IDisposable in Ruby

over 18 years ago

I have been learning Ruby lately and have been very impressed with a language feature called code blocks.

Essentially it allows any method to return control and optionally data to the caller. It is used to implement iterators, transactions, profiling blocks etc…

So, I decided to see if it could be applied to the problem IDisposable was created to solve.

Take the following C# code:

class Tester : IDisposable
{
   public Tester()
   {
       Console.WriteLine("Allocating");
   } 

   public void DoStuff()
   {
      Console.WriteLine("doing stuff");
   } 

   public void Dispose()
   {
      Console.WriteLine("Deallocating");
   }  

class Program
{ 
   static void Main(string[] args)
   {
      try 
      {
          using (Tester t = new Tester())
          {
                t.DoStuff()              
                throw new Exception("something happened");
          }
      catch (Exception e)
      { 
         Console.WriteLine(e.ToString());
      }
   }
}

This simple example has a pile of issues.

  • The designer of the “Tester” class has no way of ensuring that “Tester” objects are wrapped in using blocks (or at least always finally disposed)
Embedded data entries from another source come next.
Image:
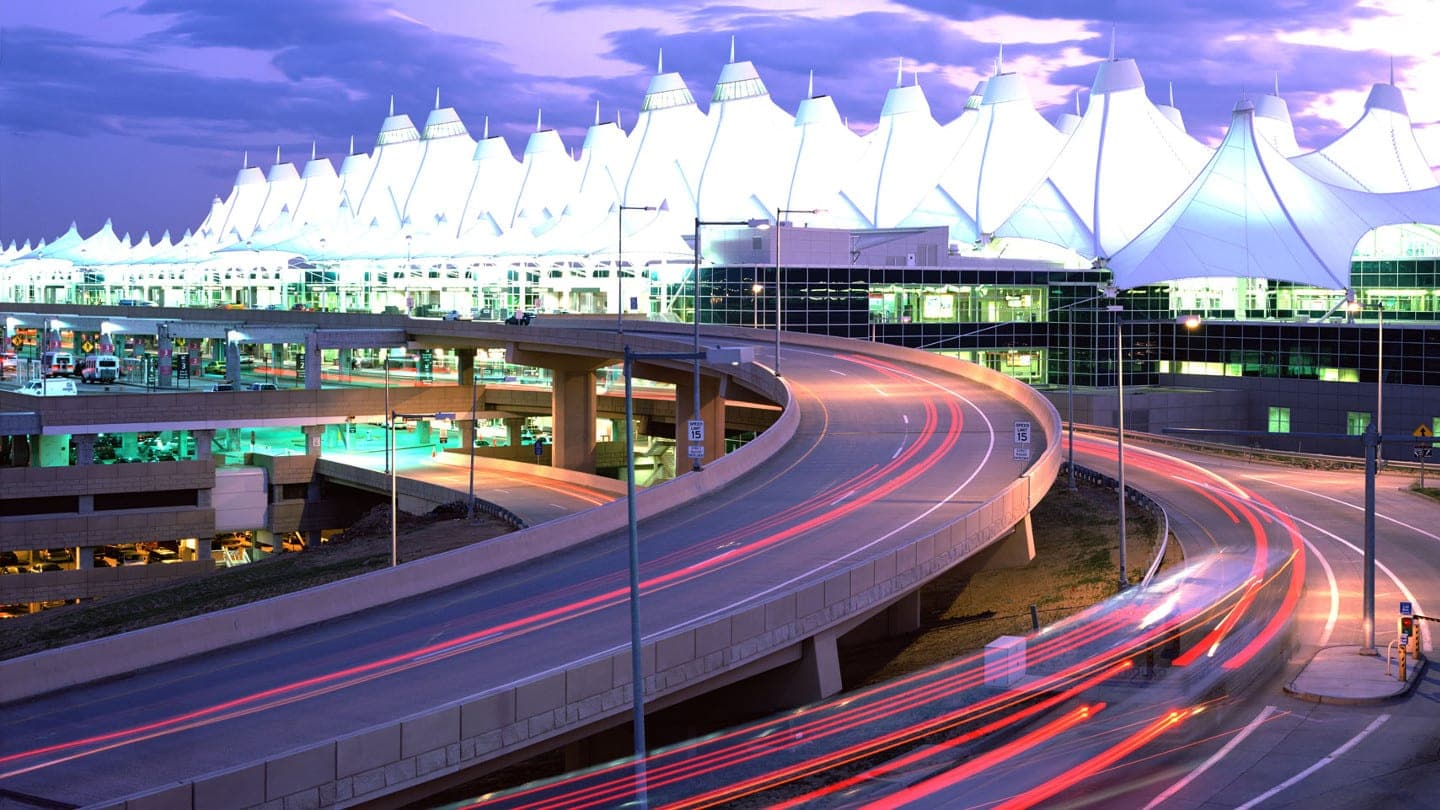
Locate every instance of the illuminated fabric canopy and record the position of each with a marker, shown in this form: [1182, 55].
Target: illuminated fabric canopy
[1253, 214]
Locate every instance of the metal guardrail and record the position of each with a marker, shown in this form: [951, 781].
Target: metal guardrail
[500, 513]
[1138, 499]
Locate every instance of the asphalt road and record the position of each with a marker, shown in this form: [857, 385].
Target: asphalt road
[1272, 750]
[883, 454]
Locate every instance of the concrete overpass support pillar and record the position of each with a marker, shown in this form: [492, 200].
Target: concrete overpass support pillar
[1014, 549]
[712, 411]
[465, 366]
[232, 363]
[84, 448]
[903, 616]
[575, 410]
[55, 451]
[313, 371]
[314, 435]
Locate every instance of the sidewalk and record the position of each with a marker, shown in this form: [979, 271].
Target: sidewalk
[1341, 675]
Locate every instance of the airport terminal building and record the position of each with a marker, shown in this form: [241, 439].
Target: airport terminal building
[1254, 287]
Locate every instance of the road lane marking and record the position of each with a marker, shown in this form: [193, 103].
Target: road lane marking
[1214, 758]
[1326, 760]
[1426, 634]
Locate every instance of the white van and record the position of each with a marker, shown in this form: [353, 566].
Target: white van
[51, 386]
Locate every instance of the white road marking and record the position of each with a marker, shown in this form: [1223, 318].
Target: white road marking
[1426, 634]
[1214, 758]
[1326, 760]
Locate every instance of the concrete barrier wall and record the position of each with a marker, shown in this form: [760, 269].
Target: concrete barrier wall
[448, 738]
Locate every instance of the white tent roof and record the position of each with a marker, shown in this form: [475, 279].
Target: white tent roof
[667, 139]
[1378, 153]
[1273, 124]
[437, 198]
[899, 165]
[550, 179]
[750, 141]
[318, 201]
[824, 153]
[1010, 153]
[1119, 169]
[396, 159]
[493, 189]
[1253, 214]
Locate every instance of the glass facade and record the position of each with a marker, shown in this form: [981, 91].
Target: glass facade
[1031, 323]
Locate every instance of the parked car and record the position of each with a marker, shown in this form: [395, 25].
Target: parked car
[48, 386]
[100, 368]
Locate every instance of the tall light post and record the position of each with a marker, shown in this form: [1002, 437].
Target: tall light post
[694, 306]
[779, 294]
[474, 423]
[720, 356]
[619, 261]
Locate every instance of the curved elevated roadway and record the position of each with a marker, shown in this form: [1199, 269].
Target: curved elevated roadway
[887, 467]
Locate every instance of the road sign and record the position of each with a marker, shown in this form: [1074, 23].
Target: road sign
[1021, 433]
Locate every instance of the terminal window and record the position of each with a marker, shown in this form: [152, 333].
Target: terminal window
[1355, 423]
[1279, 420]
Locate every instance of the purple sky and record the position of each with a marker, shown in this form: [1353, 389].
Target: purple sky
[140, 111]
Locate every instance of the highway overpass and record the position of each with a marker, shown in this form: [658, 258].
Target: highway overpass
[886, 467]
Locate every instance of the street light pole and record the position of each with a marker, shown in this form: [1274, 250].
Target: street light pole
[637, 660]
[474, 423]
[619, 261]
[735, 356]
[779, 225]
[1119, 433]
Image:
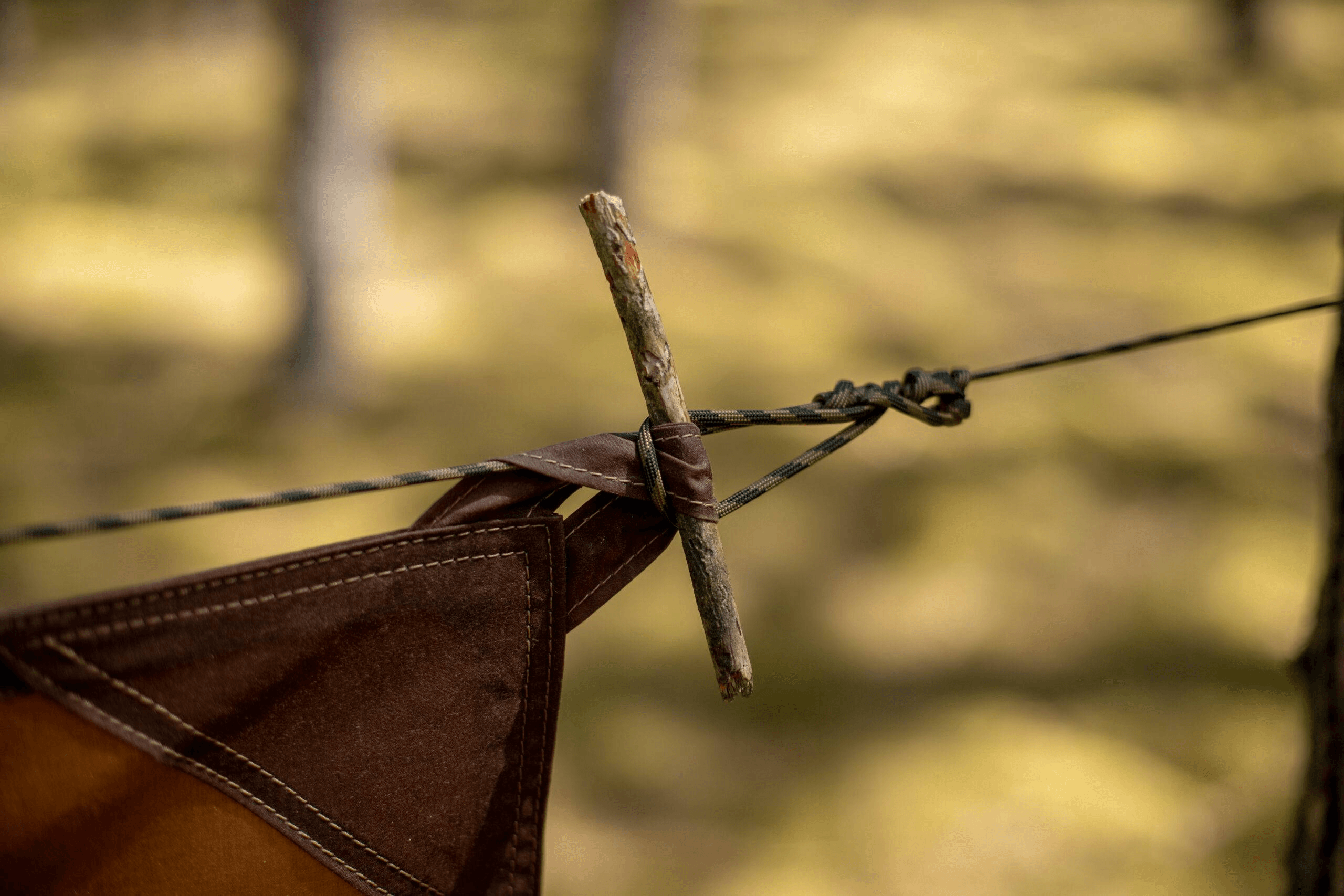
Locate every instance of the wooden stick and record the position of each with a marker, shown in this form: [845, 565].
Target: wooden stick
[615, 244]
[1316, 855]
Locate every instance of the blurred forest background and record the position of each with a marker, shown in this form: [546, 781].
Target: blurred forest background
[246, 246]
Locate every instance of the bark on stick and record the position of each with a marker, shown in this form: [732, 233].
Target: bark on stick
[615, 244]
[1316, 858]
  • This can be partially worked around by defining a finalizer, tracking weather the object is disposed or not and suppressing the finalizer if the object is disposed properly. It is a real headache.
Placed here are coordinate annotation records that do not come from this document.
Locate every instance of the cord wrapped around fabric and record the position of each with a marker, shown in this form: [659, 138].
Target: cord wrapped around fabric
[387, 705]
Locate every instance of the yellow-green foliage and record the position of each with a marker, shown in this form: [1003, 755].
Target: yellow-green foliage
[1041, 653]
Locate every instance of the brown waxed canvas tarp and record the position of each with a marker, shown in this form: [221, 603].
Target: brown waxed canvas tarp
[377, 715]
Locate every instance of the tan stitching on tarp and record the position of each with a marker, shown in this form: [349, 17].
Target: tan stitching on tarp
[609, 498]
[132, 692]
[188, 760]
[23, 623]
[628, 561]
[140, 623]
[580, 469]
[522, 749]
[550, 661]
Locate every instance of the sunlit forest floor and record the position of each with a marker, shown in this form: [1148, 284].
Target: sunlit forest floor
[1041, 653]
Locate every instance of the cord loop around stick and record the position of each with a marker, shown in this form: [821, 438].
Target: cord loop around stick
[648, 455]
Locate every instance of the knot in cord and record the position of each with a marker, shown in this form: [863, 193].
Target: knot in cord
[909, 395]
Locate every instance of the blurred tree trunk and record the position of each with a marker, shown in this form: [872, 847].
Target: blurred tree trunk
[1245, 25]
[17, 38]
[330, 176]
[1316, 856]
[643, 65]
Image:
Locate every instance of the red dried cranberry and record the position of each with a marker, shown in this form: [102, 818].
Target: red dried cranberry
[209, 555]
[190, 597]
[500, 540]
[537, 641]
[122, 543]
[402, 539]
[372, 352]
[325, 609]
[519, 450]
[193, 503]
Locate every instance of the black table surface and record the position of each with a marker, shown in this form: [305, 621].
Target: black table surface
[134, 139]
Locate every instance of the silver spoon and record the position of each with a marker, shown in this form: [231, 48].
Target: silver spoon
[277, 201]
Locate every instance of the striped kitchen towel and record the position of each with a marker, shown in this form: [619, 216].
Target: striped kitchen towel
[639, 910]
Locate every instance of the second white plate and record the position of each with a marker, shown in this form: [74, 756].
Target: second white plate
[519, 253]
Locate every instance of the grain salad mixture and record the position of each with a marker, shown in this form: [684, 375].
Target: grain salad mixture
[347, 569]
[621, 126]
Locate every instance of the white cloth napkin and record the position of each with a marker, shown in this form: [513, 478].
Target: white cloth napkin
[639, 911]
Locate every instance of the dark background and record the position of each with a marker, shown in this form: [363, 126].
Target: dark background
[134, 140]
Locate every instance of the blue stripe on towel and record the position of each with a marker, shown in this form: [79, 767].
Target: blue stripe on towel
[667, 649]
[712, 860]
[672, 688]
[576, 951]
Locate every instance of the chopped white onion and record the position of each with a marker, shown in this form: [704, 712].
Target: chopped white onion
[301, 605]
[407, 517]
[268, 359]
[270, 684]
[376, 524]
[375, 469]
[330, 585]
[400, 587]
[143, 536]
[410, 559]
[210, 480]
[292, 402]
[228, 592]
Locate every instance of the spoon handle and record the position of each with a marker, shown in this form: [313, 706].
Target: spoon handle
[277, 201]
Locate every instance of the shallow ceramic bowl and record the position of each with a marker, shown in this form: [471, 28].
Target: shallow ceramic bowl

  • The designer of the “Tester” object has no way of telling if the object was used successfully and no exceptions were thrown.
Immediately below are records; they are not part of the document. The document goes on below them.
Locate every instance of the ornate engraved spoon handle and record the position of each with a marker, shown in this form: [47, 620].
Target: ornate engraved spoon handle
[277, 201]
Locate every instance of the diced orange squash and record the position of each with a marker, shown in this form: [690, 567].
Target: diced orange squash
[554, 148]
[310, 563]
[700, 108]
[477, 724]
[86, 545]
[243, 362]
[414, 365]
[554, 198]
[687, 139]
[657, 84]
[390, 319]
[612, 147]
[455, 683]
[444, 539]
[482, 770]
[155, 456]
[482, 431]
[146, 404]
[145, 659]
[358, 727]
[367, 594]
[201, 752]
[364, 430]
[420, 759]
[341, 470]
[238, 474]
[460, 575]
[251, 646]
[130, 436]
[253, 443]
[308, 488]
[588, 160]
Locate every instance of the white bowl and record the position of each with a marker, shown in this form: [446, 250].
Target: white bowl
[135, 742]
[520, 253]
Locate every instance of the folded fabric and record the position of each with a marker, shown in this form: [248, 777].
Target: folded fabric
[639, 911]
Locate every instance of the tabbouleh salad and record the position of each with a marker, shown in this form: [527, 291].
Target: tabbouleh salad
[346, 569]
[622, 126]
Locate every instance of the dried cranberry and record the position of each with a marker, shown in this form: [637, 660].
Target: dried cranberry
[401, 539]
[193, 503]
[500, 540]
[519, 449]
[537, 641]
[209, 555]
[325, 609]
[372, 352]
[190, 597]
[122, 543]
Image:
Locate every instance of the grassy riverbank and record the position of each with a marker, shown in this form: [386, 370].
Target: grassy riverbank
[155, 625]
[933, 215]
  • .NET has no mechanism for asking the framework if exception handling blocks are currently being executed.

I rewrote it in Ruby:

class Tester

   def do_stuff()
      puts "doing stuff"
   end

   def initialize()
      raise "Must be called from a code block!" if !block_given?
      begin 
         puts "Allocating resources" 
         yield self
         rescue
            puts "An exception happend: " + $!
            raise 
         ensure
            puts "Deallocating resources"
         end 
      end
   end
end  

begin 
   Tester.new do |test| 
      test.do_stuff 
      raise "Something happened!"
   end 
   rescue
      puts "Caught: " + $! 
   end 
end

Ruby’s advantages:

  • You can trap and track exceptions during the cleanup phase.
  • You can ensure proper usage. (Raises an exception if not used from a code block
  • You need to write less code.
  • It is a lot less mysterious. For someone new to .Net the relationship between the “using” keyword and the IDisposable interface may seem arbitrary.